Department Chair

Dr. Ralph L. Wahlstrom

Date of Award

8-2013

Access Control

Campus-Only Access

Degree Name

English, M.A.

Department

English Department

Advisor

David Landrey, Associate Professor of English, Emeritus

Department Home page

http://english.buffalostate.edu/

First Reader

David Landrey, Associate Professor of English, Emeritus

Second Reader

Dr. Aimable Twagilimana, Ph.D. Professor of English

Abstract

Travel and relocation have been integral parts of the American experience from the first known journeys of Leif Ericson five hundred years before Columbus. Since then, Europeans moved about the continent as explorers, and eventually Americans moved westward as part of Manifest Destiny and in search of the American Dream. When they finally reached the west coast, the journey doubled back on itself, forcing the journeyers to search the already developed land for the disappearing American Dream. However, regardless of their reason for departing the land they were on, the characters of many of the works of American fiction (and in the case of Into the Wild, non-fiction) were altered by their time on the road, resulting in their finding a new truth at the end of their journey.
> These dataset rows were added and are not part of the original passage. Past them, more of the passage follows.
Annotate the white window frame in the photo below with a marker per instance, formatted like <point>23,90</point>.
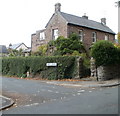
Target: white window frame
<point>42,36</point>
<point>94,37</point>
<point>81,34</point>
<point>55,34</point>
<point>106,37</point>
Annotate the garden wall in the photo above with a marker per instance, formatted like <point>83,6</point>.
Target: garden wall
<point>108,72</point>
<point>67,67</point>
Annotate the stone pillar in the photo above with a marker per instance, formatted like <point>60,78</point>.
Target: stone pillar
<point>93,68</point>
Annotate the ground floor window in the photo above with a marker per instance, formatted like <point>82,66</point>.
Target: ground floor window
<point>55,34</point>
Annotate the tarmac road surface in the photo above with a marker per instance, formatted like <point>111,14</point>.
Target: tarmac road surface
<point>36,97</point>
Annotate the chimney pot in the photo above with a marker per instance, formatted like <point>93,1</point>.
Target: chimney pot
<point>57,7</point>
<point>84,16</point>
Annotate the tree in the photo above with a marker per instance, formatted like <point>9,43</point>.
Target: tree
<point>118,37</point>
<point>104,52</point>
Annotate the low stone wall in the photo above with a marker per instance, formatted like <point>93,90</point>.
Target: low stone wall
<point>108,72</point>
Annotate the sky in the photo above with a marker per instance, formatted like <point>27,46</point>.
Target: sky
<point>21,18</point>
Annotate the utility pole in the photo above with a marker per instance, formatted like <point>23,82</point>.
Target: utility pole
<point>118,5</point>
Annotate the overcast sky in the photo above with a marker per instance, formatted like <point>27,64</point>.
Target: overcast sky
<point>21,18</point>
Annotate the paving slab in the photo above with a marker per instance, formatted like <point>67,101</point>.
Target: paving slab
<point>5,102</point>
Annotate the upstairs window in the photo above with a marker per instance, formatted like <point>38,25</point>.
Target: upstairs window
<point>94,37</point>
<point>42,35</point>
<point>55,34</point>
<point>106,37</point>
<point>81,35</point>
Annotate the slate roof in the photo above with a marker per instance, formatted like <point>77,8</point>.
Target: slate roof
<point>3,49</point>
<point>79,21</point>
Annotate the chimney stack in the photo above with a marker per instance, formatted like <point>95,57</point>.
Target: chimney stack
<point>57,7</point>
<point>84,16</point>
<point>103,21</point>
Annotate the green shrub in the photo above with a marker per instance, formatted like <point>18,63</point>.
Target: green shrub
<point>105,53</point>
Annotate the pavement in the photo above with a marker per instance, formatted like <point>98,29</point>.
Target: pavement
<point>86,83</point>
<point>7,102</point>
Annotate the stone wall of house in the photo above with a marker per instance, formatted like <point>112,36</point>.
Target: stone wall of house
<point>108,72</point>
<point>87,37</point>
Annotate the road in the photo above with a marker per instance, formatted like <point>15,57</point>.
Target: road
<point>37,97</point>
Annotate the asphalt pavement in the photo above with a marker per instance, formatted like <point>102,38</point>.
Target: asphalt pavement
<point>32,91</point>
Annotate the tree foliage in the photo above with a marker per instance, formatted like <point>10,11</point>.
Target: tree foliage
<point>118,37</point>
<point>105,53</point>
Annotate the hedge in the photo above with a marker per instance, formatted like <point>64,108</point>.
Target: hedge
<point>105,53</point>
<point>19,66</point>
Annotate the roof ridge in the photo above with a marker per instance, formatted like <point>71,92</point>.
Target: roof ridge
<point>74,19</point>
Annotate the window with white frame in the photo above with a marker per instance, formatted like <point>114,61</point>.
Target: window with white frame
<point>55,34</point>
<point>81,35</point>
<point>94,37</point>
<point>42,35</point>
<point>106,37</point>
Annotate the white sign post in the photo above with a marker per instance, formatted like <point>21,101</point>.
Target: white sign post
<point>51,64</point>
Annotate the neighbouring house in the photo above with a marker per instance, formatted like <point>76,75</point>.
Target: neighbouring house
<point>26,50</point>
<point>3,51</point>
<point>64,24</point>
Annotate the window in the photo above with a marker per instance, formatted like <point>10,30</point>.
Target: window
<point>94,37</point>
<point>81,35</point>
<point>42,35</point>
<point>106,37</point>
<point>55,34</point>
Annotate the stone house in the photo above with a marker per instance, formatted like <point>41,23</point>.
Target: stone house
<point>26,50</point>
<point>63,24</point>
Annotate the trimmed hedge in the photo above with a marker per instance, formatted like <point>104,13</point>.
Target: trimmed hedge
<point>19,66</point>
<point>105,53</point>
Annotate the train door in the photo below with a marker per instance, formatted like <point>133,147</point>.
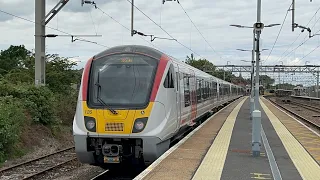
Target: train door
<point>193,99</point>
<point>178,93</point>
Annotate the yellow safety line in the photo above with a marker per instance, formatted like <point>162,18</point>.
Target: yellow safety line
<point>304,163</point>
<point>212,165</point>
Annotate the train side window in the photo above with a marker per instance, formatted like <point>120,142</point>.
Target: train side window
<point>198,90</point>
<point>186,83</point>
<point>169,81</point>
<point>215,90</point>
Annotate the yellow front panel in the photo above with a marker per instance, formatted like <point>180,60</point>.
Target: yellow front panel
<point>121,123</point>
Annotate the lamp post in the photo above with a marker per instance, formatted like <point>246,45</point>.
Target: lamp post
<point>224,72</point>
<point>256,114</point>
<point>279,75</point>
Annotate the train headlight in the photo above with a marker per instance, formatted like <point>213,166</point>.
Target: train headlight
<point>90,123</point>
<point>139,125</point>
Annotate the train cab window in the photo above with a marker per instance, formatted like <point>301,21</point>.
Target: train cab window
<point>169,81</point>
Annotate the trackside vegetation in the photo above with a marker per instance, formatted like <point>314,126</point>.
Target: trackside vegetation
<point>22,105</point>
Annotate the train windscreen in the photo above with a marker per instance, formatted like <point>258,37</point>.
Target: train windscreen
<point>122,80</point>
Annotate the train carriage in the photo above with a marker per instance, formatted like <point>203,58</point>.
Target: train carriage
<point>134,100</point>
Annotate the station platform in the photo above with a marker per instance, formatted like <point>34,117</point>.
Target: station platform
<point>220,148</point>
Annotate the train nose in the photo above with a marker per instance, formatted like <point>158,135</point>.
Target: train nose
<point>111,150</point>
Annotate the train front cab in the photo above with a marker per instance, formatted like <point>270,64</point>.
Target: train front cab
<point>124,131</point>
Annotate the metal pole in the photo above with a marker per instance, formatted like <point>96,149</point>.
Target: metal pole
<point>257,72</point>
<point>40,10</point>
<point>293,6</point>
<point>132,8</point>
<point>256,114</point>
<point>252,76</point>
<point>257,56</point>
<point>317,88</point>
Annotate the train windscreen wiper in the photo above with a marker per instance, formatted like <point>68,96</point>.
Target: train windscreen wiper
<point>99,98</point>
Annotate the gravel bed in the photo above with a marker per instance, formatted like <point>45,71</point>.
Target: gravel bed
<point>37,166</point>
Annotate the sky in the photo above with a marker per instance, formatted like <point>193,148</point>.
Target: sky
<point>217,42</point>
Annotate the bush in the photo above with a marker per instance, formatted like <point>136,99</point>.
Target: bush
<point>65,106</point>
<point>39,101</point>
<point>11,117</point>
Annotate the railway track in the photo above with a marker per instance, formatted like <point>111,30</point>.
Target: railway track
<point>306,106</point>
<point>35,167</point>
<point>313,123</point>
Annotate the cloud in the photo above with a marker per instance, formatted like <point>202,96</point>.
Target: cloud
<point>211,17</point>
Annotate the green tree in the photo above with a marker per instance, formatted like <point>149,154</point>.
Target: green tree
<point>13,58</point>
<point>266,81</point>
<point>60,75</point>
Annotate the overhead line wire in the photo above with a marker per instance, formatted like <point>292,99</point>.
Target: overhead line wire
<point>125,26</point>
<point>81,39</point>
<point>299,36</point>
<point>163,29</point>
<point>284,20</point>
<point>198,29</point>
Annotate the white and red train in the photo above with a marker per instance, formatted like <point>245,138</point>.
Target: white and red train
<point>134,100</point>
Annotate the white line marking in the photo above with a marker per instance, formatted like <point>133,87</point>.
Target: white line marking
<point>294,118</point>
<point>173,148</point>
<point>273,164</point>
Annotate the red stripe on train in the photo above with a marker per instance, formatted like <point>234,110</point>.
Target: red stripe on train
<point>160,71</point>
<point>85,79</point>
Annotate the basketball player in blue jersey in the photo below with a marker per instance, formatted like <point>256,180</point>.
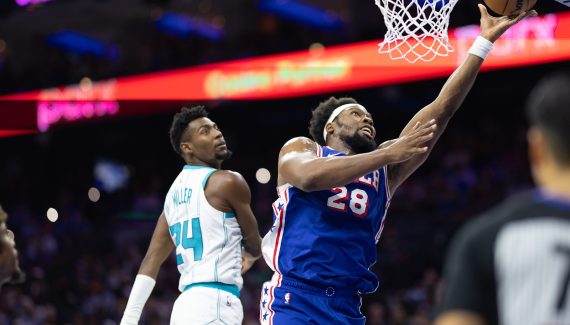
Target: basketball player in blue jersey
<point>208,220</point>
<point>334,191</point>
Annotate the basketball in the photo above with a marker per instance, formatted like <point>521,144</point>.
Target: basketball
<point>509,7</point>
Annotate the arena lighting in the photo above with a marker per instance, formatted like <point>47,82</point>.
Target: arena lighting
<point>535,40</point>
<point>302,13</point>
<point>23,3</point>
<point>77,43</point>
<point>184,26</point>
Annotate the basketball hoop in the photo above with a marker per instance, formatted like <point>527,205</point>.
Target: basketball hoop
<point>417,29</point>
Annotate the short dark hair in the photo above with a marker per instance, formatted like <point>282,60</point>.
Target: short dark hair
<point>3,217</point>
<point>180,123</point>
<point>322,113</point>
<point>548,108</point>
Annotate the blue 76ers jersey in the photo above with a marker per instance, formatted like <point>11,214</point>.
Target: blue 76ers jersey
<point>328,238</point>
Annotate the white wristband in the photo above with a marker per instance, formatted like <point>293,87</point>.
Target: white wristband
<point>481,47</point>
<point>139,295</point>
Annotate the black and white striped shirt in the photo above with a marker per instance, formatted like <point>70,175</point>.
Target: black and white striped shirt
<point>512,265</point>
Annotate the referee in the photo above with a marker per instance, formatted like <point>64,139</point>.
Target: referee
<point>512,265</point>
<point>9,268</point>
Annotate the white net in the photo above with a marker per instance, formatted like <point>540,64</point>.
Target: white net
<point>417,29</point>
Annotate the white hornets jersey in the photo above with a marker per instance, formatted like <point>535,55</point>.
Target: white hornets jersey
<point>207,241</point>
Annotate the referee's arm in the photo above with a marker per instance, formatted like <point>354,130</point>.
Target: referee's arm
<point>468,283</point>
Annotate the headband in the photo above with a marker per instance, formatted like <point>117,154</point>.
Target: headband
<point>337,111</point>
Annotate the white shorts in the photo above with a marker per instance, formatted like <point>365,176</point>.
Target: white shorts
<point>201,305</point>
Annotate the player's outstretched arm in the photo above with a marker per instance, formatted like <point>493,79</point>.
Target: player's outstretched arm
<point>160,247</point>
<point>452,94</point>
<point>230,192</point>
<point>300,166</point>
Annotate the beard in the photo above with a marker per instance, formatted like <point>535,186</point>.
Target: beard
<point>224,156</point>
<point>358,143</point>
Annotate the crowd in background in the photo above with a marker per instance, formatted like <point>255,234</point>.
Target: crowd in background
<point>80,268</point>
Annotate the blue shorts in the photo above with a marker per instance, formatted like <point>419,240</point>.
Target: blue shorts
<point>288,302</point>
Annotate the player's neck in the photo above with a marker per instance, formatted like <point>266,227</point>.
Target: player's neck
<point>339,145</point>
<point>196,162</point>
<point>557,183</point>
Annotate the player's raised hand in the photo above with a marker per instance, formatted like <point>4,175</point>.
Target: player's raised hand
<point>410,144</point>
<point>493,27</point>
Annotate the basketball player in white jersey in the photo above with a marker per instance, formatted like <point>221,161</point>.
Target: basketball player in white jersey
<point>207,218</point>
<point>512,266</point>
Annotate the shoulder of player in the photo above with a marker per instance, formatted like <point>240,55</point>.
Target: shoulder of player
<point>227,180</point>
<point>298,144</point>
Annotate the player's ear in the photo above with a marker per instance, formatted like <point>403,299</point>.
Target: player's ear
<point>186,148</point>
<point>329,128</point>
By examining the journeys in Herman Melville’s Moby-Dick, Mark Twain’s Adventures of Huckleberry Finn, F. Scott Fitzgerald’s The Great Gatsby, John Steinbeck’s The Grapes of Wrath, Jack Kerouac’s On the Road, Arthur Miller’s Death of a Salesman, Barbara Kingsolver’s The Bean Trees, and Jon Krakauer’s Into the Wild, this paper examines the reasons for the journey or movement, the encounters with falsehood and hypocrisy, and the discovery of new understandings or truths at the end of their journeys.